The reviewers clearly mention “Prior studies have shown correlations between NCM functional properties and song learning outcome, between CM functional properties and vocal error detection, and between VP and song copying” while we clearly demonstrate in the current paper the link with structural properties of these regions! And also… that this structural property has a predictive value for copying accuracy! Both things ARE NEW! Follow up studies can now be planned in a very targeted manner to unravel what this structural property is, but also which connections ‘starting from’ or ‘projecting to’ these regions ‘under which early live (tutoring) circumstances’ contribute to the observed changes in this region. The current study includes a massive amount of work providing a solid foundation for many follow up studies with different methodological approaches.

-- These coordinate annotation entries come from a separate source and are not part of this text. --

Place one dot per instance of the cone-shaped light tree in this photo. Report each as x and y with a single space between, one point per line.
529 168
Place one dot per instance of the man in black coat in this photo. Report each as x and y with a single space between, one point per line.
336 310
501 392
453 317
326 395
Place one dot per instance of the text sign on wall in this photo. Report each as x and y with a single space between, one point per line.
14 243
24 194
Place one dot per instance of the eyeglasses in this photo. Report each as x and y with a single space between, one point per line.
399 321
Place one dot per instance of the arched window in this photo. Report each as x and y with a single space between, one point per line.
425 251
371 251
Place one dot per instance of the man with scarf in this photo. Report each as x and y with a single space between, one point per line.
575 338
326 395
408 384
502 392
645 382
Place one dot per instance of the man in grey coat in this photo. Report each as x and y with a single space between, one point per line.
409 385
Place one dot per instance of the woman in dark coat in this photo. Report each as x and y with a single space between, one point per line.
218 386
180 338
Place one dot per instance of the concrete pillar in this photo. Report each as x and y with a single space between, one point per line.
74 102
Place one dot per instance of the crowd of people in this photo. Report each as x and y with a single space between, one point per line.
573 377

The location of tFA in our MRI outcome matches perfectly with tFA assignation in the drawing atlas of Nixdorf-Bergweiler and Bischof, 2007. As an illustration (not a validation), we did an extra effort to calculate DTI Fiber tracking (tractography) by copying as ‘seed’ the location of the crosshair (i.e. the voxel of highest significance) from the statistical maps to the super resolution track density images of the adult zebra finch used in the publication of Hamaide et al, 2017. These tracts shown in Author response image 7 shed more light on the extent of the fibers passing the crosshair.

Author response image 7
Result of voxel based multiple regression in tFA (A) used as a seed for exploratory tractography (B).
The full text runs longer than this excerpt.